The growth of the world’s largest auto market, China, slowed to a single digit in 2017. Sales of new energy vehicles (NEVs), however, jumped 53.3 percent to a total of 777,000 units.
The Chinese government has been rolling out preferential purchasing policies and even credits to green car makers.
The concern is what would happen if all these policies are phased out. The key may come down to reducing costs.
“There will be one critical trigger point, which is whether the total cost of the ownership of NEVs can be better than the traditional ICE (internal combustion engine) vehicles. Once this trigger point can be conquered, we think the major driver will go back to the market itself,” said Zhang Yichao, a senior project manager at Roland Berger Consultancy.
According to auto parts trade platform Gasgoo, 50 percent of the manufacturing cost for NEVs comes from the dynamic system, which includes the battery, motor and electric control systems. Once the cost for these systems can be reduced, the trigger point may come.

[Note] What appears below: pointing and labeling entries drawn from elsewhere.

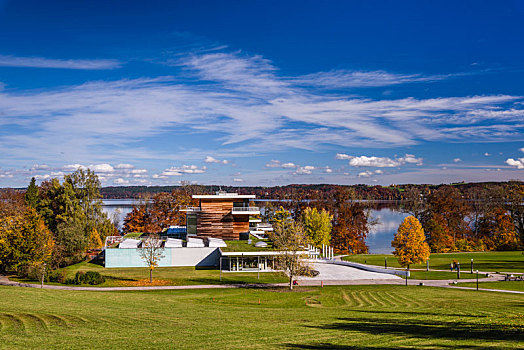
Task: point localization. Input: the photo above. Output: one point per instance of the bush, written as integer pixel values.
(89, 277)
(93, 277)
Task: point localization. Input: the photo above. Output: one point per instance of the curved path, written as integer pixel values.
(392, 281)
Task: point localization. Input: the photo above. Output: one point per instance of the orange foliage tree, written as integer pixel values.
(497, 230)
(410, 243)
(351, 223)
(159, 213)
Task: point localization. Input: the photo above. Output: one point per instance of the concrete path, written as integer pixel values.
(344, 273)
(312, 282)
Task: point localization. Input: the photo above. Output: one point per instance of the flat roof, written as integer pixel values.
(260, 253)
(224, 196)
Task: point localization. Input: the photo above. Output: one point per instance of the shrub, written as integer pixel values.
(58, 276)
(93, 277)
(89, 277)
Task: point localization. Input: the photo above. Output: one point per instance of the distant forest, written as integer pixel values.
(376, 192)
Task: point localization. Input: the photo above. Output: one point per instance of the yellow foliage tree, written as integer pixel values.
(410, 243)
(95, 242)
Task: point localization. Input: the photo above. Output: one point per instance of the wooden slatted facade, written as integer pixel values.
(215, 218)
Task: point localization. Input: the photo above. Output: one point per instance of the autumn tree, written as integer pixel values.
(151, 252)
(24, 241)
(159, 212)
(31, 194)
(447, 214)
(290, 240)
(317, 226)
(497, 230)
(409, 243)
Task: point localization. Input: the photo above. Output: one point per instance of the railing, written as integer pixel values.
(188, 208)
(243, 210)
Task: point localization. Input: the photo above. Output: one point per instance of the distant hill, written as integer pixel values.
(392, 192)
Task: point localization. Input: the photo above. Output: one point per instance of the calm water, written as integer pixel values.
(379, 239)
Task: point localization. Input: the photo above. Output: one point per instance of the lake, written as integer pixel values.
(379, 239)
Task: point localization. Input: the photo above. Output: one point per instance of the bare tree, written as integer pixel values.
(290, 240)
(151, 252)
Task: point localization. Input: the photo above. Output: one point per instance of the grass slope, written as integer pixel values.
(505, 285)
(483, 261)
(352, 317)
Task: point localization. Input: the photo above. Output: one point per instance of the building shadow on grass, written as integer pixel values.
(422, 313)
(316, 346)
(439, 329)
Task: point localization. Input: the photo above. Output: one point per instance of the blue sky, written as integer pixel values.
(262, 92)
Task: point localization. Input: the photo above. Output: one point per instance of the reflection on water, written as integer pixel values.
(379, 239)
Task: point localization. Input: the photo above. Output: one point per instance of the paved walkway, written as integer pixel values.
(344, 273)
(339, 282)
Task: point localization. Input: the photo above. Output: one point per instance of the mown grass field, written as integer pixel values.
(483, 261)
(441, 275)
(352, 317)
(174, 276)
(506, 285)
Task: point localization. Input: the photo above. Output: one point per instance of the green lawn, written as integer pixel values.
(243, 246)
(506, 285)
(352, 317)
(137, 276)
(483, 261)
(441, 275)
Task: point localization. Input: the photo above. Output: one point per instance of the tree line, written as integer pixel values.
(53, 224)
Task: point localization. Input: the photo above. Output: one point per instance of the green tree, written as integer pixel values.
(410, 243)
(151, 252)
(31, 194)
(317, 226)
(24, 240)
(290, 240)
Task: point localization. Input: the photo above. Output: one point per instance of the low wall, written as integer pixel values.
(115, 257)
(367, 267)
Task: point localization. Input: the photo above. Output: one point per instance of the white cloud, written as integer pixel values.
(184, 169)
(37, 167)
(289, 165)
(350, 79)
(343, 156)
(124, 166)
(380, 162)
(210, 159)
(274, 164)
(41, 62)
(373, 161)
(366, 173)
(410, 159)
(248, 101)
(101, 168)
(519, 163)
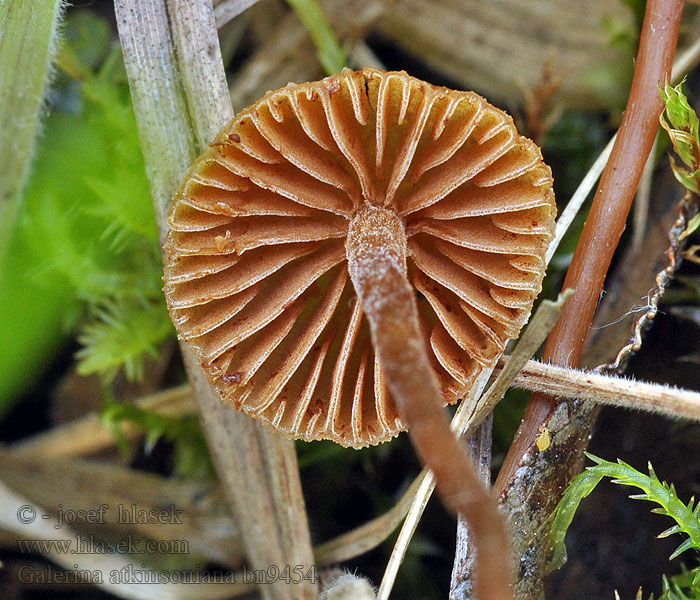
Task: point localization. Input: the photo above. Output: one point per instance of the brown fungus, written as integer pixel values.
(349, 254)
(256, 274)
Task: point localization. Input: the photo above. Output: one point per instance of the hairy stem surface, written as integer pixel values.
(376, 251)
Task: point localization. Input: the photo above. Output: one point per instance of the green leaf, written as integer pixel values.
(333, 58)
(28, 32)
(623, 474)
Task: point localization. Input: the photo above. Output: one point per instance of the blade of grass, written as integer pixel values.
(332, 57)
(178, 87)
(28, 32)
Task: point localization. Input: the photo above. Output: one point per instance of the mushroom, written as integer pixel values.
(348, 254)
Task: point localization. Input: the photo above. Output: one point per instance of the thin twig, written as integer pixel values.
(608, 213)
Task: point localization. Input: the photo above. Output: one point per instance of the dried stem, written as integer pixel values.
(376, 250)
(605, 389)
(608, 214)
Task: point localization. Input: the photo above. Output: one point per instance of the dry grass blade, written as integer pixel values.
(683, 63)
(606, 389)
(171, 53)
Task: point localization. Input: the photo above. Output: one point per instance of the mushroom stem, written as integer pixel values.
(376, 252)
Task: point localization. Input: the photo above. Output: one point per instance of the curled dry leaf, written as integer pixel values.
(256, 273)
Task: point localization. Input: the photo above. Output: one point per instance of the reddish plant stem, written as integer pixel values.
(376, 251)
(606, 220)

“We estimate that around 2023, NEVs’ competitiveness will surpass traditional vehicles, especially in their long-term value, such as maintenance and operating costs,” said Lian Qingfeng, the spokesperson for Beijing Electric Vehicle (BJEV), a subsidiary of the BAIC Group.
BJEV spends four times more in developing new green energy technology compared to traditional cars, and the firm is confident that the popularity of NEVs will continue to rise in China.